The point may be that we aren’t really that much different from Japan, and that is why we love their culture, to a degree. They may be just similar enough to relate to, but still exotic. I can live with that. What I can’t live with is the blindness. American self hatred is in vogue right now on college campuses, but these people must realize that there is no golden culture. Buddhism can lead to a huge jump in prostitution. Caste systems mean that you’re stuck at the level you’re born at. Many cultures authorize and reinforce misogyny, force state service, decry interbreeding and declare themselves master races.

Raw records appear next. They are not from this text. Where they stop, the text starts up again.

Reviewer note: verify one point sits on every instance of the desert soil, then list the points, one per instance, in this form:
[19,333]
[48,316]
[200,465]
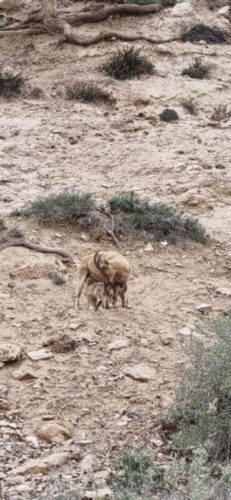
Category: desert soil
[49,145]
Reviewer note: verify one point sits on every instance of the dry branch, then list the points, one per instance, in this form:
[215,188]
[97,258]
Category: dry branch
[16,238]
[47,20]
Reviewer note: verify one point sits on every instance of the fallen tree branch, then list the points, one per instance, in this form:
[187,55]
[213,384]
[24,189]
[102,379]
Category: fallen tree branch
[15,238]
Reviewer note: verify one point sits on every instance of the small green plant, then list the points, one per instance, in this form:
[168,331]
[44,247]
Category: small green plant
[203,401]
[155,219]
[127,63]
[36,93]
[220,113]
[202,32]
[61,208]
[169,115]
[189,105]
[137,476]
[197,70]
[10,84]
[87,91]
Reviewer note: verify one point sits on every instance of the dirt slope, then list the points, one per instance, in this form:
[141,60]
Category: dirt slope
[49,145]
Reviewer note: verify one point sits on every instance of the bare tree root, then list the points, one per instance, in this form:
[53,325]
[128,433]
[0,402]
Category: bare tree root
[47,20]
[16,238]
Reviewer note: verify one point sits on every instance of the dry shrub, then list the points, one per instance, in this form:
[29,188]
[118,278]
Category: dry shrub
[127,63]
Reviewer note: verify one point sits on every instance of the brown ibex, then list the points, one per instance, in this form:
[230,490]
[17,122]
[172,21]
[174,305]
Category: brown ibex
[108,267]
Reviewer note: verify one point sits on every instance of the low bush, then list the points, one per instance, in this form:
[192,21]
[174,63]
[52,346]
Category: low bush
[136,475]
[58,209]
[197,70]
[220,113]
[10,84]
[153,219]
[87,91]
[127,63]
[203,401]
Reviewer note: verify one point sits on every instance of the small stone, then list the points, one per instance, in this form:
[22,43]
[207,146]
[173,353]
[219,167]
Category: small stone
[42,465]
[204,308]
[182,9]
[167,340]
[224,11]
[157,442]
[224,291]
[100,494]
[55,432]
[118,344]
[148,248]
[39,355]
[139,372]
[23,373]
[185,331]
[84,237]
[9,352]
[32,441]
[87,463]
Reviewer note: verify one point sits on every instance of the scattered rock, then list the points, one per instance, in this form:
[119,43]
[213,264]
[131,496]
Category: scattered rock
[39,355]
[185,331]
[9,352]
[139,372]
[167,340]
[157,442]
[118,344]
[10,4]
[224,291]
[55,432]
[182,9]
[23,373]
[204,308]
[62,344]
[99,494]
[87,463]
[42,465]
[149,248]
[224,11]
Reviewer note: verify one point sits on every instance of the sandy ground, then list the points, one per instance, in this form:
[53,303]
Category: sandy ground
[49,145]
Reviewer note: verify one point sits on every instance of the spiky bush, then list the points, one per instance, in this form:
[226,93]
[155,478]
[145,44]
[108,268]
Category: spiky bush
[127,63]
[203,401]
[136,475]
[157,220]
[87,91]
[169,115]
[202,32]
[220,113]
[59,208]
[10,84]
[197,70]
[190,105]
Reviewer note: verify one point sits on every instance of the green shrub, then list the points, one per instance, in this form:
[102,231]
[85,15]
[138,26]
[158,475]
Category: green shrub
[10,84]
[197,70]
[220,113]
[190,105]
[201,32]
[60,208]
[157,220]
[87,91]
[137,476]
[203,401]
[169,115]
[127,63]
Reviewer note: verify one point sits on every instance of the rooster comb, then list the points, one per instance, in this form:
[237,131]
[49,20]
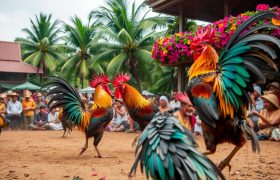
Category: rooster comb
[121,78]
[99,78]
[182,97]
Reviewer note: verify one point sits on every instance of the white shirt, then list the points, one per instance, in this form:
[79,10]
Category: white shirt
[175,104]
[14,108]
[52,118]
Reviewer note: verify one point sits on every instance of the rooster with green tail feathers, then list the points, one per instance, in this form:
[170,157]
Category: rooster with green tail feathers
[219,84]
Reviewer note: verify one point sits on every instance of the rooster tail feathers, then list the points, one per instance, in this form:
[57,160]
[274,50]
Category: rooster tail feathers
[62,95]
[168,151]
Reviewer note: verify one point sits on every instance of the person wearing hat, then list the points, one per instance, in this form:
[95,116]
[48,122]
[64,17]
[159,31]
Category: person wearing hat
[269,117]
[40,120]
[257,105]
[274,88]
[28,106]
[120,116]
[14,110]
[39,102]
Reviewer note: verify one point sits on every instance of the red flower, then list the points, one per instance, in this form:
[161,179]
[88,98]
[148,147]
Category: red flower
[262,7]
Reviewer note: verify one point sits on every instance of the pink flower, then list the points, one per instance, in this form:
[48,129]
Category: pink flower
[262,7]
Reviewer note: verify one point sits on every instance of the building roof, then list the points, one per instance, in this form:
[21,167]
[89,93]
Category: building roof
[206,10]
[10,59]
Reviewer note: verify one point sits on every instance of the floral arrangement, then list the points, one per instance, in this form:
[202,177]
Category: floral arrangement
[226,27]
[172,49]
[176,48]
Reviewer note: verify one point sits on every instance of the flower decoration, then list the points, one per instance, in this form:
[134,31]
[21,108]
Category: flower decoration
[176,48]
[172,49]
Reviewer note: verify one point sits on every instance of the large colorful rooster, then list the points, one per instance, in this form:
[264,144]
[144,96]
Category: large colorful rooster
[219,85]
[140,109]
[168,151]
[92,121]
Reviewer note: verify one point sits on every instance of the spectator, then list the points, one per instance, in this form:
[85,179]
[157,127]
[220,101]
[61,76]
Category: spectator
[120,116]
[164,104]
[14,110]
[39,102]
[269,117]
[28,106]
[53,120]
[274,89]
[3,107]
[174,104]
[257,105]
[40,120]
[185,114]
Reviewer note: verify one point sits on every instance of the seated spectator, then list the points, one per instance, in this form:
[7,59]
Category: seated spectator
[28,106]
[274,89]
[53,121]
[164,104]
[185,114]
[174,104]
[39,102]
[120,116]
[269,117]
[41,119]
[197,127]
[257,105]
[14,110]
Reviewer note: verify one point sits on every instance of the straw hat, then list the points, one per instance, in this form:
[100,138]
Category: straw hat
[272,98]
[13,94]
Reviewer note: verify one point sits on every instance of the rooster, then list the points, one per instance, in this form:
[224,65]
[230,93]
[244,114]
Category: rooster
[3,123]
[168,151]
[93,121]
[218,85]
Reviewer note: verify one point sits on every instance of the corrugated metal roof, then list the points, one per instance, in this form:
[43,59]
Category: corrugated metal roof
[10,59]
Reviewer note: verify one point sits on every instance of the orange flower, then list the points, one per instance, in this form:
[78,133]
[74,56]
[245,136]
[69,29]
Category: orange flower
[276,22]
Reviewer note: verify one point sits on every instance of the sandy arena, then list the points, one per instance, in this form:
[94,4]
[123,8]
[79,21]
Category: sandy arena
[45,155]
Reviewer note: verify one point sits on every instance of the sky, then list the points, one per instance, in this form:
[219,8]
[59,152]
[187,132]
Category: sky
[15,14]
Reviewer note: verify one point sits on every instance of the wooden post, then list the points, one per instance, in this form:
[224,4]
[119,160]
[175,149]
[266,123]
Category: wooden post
[181,68]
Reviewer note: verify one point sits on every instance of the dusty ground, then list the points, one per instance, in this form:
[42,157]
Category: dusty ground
[45,155]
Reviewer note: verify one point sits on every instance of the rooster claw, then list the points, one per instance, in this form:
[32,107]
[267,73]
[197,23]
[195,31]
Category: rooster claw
[224,164]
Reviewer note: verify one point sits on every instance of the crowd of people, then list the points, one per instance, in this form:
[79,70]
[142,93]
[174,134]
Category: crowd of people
[29,111]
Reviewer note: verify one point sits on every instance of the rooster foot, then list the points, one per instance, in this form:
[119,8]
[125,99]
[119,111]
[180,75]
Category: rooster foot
[224,164]
[82,150]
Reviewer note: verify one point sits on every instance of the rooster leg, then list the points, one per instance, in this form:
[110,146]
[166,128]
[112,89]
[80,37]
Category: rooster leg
[99,155]
[84,148]
[226,161]
[135,141]
[208,153]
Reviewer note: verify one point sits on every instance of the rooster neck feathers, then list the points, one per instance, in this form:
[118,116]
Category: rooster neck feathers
[101,98]
[133,99]
[206,63]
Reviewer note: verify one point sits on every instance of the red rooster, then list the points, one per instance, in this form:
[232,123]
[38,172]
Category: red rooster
[140,109]
[93,121]
[219,85]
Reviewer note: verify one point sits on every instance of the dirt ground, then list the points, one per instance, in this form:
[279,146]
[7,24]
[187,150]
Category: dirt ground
[45,155]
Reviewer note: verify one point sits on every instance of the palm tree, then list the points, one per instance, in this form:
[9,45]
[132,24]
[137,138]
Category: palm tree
[40,47]
[127,38]
[79,39]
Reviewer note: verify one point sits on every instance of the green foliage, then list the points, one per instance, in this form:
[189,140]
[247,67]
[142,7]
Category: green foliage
[40,47]
[126,38]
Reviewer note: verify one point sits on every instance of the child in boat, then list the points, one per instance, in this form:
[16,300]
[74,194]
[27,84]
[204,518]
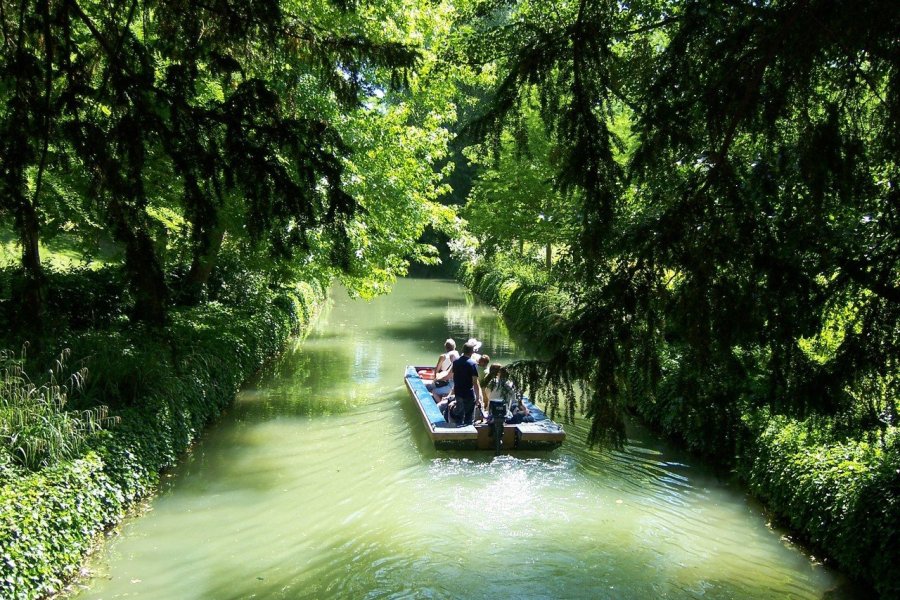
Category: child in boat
[500,387]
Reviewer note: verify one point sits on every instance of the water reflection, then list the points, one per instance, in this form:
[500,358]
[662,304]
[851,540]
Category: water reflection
[321,483]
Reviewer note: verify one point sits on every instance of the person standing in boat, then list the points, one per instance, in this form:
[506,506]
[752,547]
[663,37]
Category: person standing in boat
[443,371]
[466,386]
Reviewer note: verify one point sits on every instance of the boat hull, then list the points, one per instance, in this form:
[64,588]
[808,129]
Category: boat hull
[543,434]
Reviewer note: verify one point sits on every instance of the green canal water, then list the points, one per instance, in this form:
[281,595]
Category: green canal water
[320,483]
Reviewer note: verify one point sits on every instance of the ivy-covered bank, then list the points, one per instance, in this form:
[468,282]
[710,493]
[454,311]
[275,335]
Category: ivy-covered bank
[839,490]
[164,386]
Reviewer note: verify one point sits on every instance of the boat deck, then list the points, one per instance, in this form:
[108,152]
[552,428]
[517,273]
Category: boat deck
[542,434]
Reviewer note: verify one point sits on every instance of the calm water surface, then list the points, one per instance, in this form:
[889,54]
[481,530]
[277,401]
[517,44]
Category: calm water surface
[320,483]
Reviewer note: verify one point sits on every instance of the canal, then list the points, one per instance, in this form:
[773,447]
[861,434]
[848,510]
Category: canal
[319,482]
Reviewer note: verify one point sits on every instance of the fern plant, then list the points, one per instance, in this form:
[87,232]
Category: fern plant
[36,429]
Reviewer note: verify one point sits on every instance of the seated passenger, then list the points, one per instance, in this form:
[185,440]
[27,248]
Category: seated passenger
[502,388]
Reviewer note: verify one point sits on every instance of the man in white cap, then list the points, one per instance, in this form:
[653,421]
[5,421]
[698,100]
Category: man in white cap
[466,386]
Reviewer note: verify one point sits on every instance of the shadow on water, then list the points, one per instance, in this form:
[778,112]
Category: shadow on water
[321,482]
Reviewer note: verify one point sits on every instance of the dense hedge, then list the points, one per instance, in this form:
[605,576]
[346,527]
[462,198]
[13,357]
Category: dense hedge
[842,495]
[165,387]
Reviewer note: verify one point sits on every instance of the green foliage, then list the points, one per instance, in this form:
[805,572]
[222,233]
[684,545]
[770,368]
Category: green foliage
[183,130]
[36,427]
[164,388]
[843,495]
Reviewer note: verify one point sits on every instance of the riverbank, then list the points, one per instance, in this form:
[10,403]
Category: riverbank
[164,387]
[840,491]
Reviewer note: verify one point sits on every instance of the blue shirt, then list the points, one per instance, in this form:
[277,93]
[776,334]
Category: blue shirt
[464,369]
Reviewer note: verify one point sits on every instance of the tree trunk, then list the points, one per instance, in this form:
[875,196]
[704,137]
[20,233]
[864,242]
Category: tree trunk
[204,261]
[32,300]
[143,266]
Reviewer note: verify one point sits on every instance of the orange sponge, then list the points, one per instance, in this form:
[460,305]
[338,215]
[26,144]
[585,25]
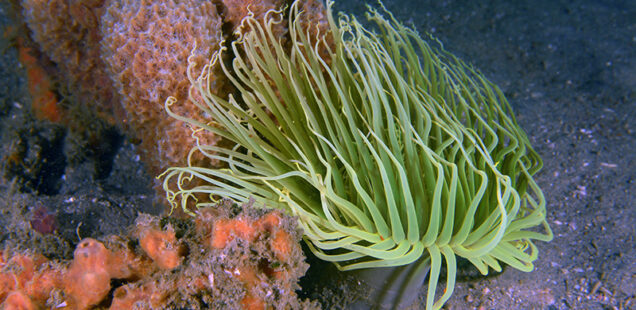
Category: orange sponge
[87,281]
[146,47]
[160,245]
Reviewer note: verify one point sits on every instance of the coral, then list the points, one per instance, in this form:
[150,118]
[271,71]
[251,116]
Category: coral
[44,102]
[68,32]
[146,47]
[236,10]
[210,265]
[122,59]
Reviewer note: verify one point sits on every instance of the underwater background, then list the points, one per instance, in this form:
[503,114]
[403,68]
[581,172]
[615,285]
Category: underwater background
[568,68]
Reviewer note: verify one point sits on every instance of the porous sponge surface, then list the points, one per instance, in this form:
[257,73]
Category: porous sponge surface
[146,47]
[68,32]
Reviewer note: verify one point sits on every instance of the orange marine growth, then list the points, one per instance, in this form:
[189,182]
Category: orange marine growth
[160,245]
[87,281]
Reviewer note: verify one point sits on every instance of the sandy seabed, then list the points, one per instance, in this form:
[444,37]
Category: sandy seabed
[567,68]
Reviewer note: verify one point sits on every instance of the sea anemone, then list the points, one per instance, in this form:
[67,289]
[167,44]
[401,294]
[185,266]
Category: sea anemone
[390,152]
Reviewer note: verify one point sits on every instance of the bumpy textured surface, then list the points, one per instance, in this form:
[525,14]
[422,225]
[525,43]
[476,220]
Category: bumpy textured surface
[68,32]
[231,257]
[123,58]
[146,48]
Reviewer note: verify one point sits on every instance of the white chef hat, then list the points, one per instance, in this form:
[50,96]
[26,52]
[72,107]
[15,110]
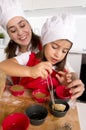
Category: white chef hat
[58,27]
[8,10]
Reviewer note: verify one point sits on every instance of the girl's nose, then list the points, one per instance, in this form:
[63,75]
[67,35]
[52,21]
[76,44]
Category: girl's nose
[58,53]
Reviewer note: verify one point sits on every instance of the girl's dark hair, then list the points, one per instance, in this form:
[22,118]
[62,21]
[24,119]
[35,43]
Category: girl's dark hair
[12,46]
[59,66]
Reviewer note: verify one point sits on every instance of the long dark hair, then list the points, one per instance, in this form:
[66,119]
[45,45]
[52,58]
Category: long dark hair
[12,46]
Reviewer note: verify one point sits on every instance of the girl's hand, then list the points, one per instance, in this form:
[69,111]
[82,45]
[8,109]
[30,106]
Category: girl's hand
[76,88]
[64,77]
[42,70]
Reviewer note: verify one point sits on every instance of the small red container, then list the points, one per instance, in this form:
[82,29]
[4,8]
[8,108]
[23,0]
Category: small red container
[17,90]
[16,121]
[63,93]
[40,95]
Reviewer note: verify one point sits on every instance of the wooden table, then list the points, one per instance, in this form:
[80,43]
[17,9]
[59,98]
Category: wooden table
[11,104]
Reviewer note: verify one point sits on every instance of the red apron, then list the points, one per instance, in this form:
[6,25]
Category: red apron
[37,83]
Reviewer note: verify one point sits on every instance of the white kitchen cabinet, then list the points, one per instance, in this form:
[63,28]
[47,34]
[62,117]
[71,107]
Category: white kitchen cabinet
[75,60]
[2,54]
[45,4]
[27,4]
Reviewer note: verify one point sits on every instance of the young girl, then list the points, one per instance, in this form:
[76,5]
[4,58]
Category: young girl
[57,39]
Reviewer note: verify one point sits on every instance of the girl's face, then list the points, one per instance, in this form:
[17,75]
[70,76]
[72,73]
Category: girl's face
[56,51]
[19,31]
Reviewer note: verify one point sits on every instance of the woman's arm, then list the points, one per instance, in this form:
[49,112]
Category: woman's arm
[12,68]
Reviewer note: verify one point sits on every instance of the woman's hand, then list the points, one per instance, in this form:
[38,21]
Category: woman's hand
[76,88]
[42,70]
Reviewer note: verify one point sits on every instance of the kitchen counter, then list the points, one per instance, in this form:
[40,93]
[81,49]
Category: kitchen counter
[10,104]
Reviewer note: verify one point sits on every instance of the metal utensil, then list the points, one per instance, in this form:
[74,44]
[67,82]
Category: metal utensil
[51,89]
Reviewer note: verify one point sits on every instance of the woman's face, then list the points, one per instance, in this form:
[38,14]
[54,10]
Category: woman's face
[56,51]
[19,31]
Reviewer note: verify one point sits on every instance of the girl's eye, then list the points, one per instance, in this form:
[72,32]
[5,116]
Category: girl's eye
[54,46]
[13,31]
[22,25]
[65,51]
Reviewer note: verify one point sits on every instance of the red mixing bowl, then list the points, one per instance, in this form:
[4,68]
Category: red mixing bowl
[16,121]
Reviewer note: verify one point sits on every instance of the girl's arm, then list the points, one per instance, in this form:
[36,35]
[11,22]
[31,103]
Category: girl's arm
[12,68]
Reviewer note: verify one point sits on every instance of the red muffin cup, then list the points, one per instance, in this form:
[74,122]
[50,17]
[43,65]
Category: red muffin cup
[16,121]
[17,90]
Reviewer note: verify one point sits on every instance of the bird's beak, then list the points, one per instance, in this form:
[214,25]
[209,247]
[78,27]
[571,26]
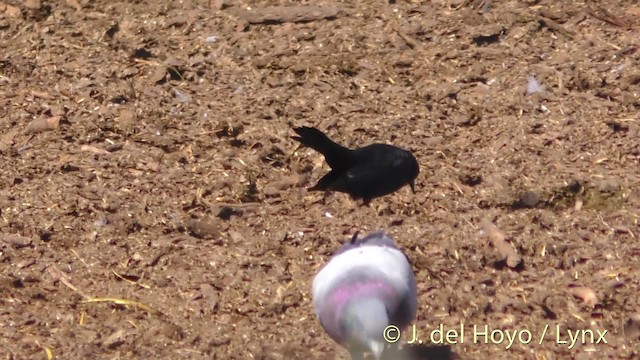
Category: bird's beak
[376,348]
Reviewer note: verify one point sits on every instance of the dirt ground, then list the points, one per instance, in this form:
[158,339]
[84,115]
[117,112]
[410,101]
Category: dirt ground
[153,204]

This post doesn’t mean I hate the Japanese. I don’t. I’d like to visit. I think it’s easier to pronounce Japanese words than Korean, which makes my Korean friends gaze at me like I’m stupid. I watched anime. I like Yuki Kajiura’s music. I have had Japanese friends. It isn’t about Japan as much as it is modern America’s blind adoration of the country, and the ignorance of so many other countries. I can be guilty of this, too. I don’t even know where Cambodia is, and right after my parents got a Foreign Exchange Student from Thailand, I made the mistake of saying I thought Thailand was near Siam.

I guess I was sort of right…in a way.